“Ç’est une merde”, was the succinct verdict, whereupon Pagès doused the manuscript in brandy and burned it. But he rescued the name of Victor Alba, which became his own by-line for the rest of a literary lifetime. The fictional character put his name to well over a hundred books and pamphlets and thousands of articles expounding his idiosyncratic libertarian views.
Alba had more than that in common with George Orwell; when Eric Blair, as was, visited Barcelona to witness the infighting among the Republican forces, Alba was his guide. His language skills earned him this assignment from Andreu Nin, ill-fated leader of the Partit Obrer d’Unificació Marxista (POUM), the unorthodox party Alba served as a militiaman and propagandist. What Orwell witnessed inspired his Homage to Catalonia. Ken Loach’s 1995 film Land and Freedom owes much to Orwell, though the director also credits Alba’s history of the POUM.
Born into a bourgeois family, and enrolled as a law student at Barcelona University, Alba was an unlikely recruit to the POUM but these were no ordinary times. Dabbling in political journalism from the age of 16, he wrote for the party organ Ultima Hora and La Batalla. After the war, he was jailed in Alicante and later in Barcelona and, before escaping to France in 1945, translated some of Mark Twain’s works.
In 1946, Alba published his first substantial historical text, Histoire des Républiques Espagnoles. His exile continued in Mexico, where he wrote for newspapers and magazines, directed a social research centre, taught at university and wrote his 1954 Historia del comunismo en América Latina. Moving to the USA, he worked as a translator at the World Health Organization and taught politics at Kent State University in Ohio.
From 1968, Alba started revisiting Catalonia, settling back in 1970 to witness the last years of the hated Franco regime. He was regarded with suspicion by both the dictatorship and the underground opposition, of which the backbone in his region was the communist Partit Socialista Unificat de Catalunya. For the PSUC, with which Alba had clashed in the Republican ranks, anyone who had spent so much time in the USA and criticised the Soviet Union with such vehemence could (preposterously) only be a CIA mole.
During this decade Alba’s prodigious output peaked, with four or five books appearing in a single year in the several languages he mastered. Despite their value as eyewitness testimony, these were often ignored by the mainstream media and few were bestsellers. His biographies, Andreu Nin (1974) and Joaquim Maurín (1975) are indispensable for students of that era, as are his four volumes on the POUM and the Bloc Obrer i Camperol. His published novels were not as much admired as his journalism, though El pájaro africano (The African Bird, 1975) was shortlisted for the Planeta prize.

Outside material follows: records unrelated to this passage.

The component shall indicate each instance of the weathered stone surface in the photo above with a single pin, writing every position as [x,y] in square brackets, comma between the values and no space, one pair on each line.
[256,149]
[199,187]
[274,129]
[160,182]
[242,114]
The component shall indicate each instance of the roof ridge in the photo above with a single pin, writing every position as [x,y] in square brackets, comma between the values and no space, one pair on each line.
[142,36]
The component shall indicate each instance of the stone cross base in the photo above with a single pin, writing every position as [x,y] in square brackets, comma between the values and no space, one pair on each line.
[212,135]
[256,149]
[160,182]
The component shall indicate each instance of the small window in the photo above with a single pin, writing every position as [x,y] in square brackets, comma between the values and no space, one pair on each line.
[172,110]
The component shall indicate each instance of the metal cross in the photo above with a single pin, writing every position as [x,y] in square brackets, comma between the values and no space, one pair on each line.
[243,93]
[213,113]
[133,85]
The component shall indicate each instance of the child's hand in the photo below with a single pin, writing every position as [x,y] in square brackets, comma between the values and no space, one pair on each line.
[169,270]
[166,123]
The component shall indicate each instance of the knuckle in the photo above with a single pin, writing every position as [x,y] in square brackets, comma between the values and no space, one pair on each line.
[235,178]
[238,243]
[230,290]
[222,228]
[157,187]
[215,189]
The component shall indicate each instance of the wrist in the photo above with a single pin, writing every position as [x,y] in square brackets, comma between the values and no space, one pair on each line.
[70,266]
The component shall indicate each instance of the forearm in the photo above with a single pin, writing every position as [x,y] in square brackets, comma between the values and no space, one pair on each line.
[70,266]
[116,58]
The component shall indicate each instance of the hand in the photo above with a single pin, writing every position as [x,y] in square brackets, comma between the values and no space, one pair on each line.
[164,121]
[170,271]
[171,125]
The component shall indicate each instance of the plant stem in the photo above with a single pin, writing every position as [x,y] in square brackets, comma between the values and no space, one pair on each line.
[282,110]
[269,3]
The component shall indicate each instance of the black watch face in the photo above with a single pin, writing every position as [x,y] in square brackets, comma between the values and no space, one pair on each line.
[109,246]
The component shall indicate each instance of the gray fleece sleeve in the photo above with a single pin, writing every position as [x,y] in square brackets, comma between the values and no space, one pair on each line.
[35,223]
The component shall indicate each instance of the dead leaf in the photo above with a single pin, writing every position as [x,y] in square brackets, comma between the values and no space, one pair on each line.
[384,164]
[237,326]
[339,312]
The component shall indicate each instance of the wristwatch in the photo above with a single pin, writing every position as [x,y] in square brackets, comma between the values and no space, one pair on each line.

Alba created his own genre with a series of ‘dictionaries’, books of miniature essays about things that annoyed him. A regular contributor to the leading Catalan-language daily Avui, he was revered by many journalists as a model of style and industry.
Having pursued many lost causes, Alba saluted the myth of Sisyphus in titling his autobiography Sísifo y su tiempo: Memorias de un cabreado, 1916-1996. The subtitle, “memoirs of a man pissed off”, captures the scathing, sarcastic tone he cultivated with such pride and care.
Michael Portillo has written in this newspaper [The Guardian] of his astonishment, when interviewing Alba, to hear him describe the Civil War years as the time of his life. He told another interviewer: “Fear makes you feel alive. That was a period that made you feel that whatever you were doing really meant something.”
The twentieth century, he added, was “the worst son-of-a-bitch century there’s been. Not just for the number of people killed, tortured or persecuted, but because we’ve had a greater technological capacity than any other century and we could, therefore, have made life so much better.” However, he was happy to have been around for long enough to toast the deaths of the three symbols of his visceral hatred: Hitler, Stalin and the self-styled Generalísimo.
He felt the protagonists of Spain’s post-Franco transition were too timid in settling for the easy consensus known metaphorically as “café para todos” - coffees all round: “They should have ordered coffees, brandies and cigars for everyone.”
In the vernacular, Alba was “sense pèls a la llengua” - there were no hairs on his tongue. Speaking his mind was among his quintessentially Catalan characteristics, as was his stubbornly libertarian, anti-communist, anti-capitalist outlook. He exemplified (to quote another of his titles) Homo sapiens catalanibus.
Pagès, and/or Alba, succumbed to cancer at Sant Pere de Ribes near Barcelona. He is survived by his French-born wife, Noemi (Loute) Boune and their daughter, Cristina.
- Pere Pagès i Elies (Victor Alba), writer, born 1916; died 10 March 2003.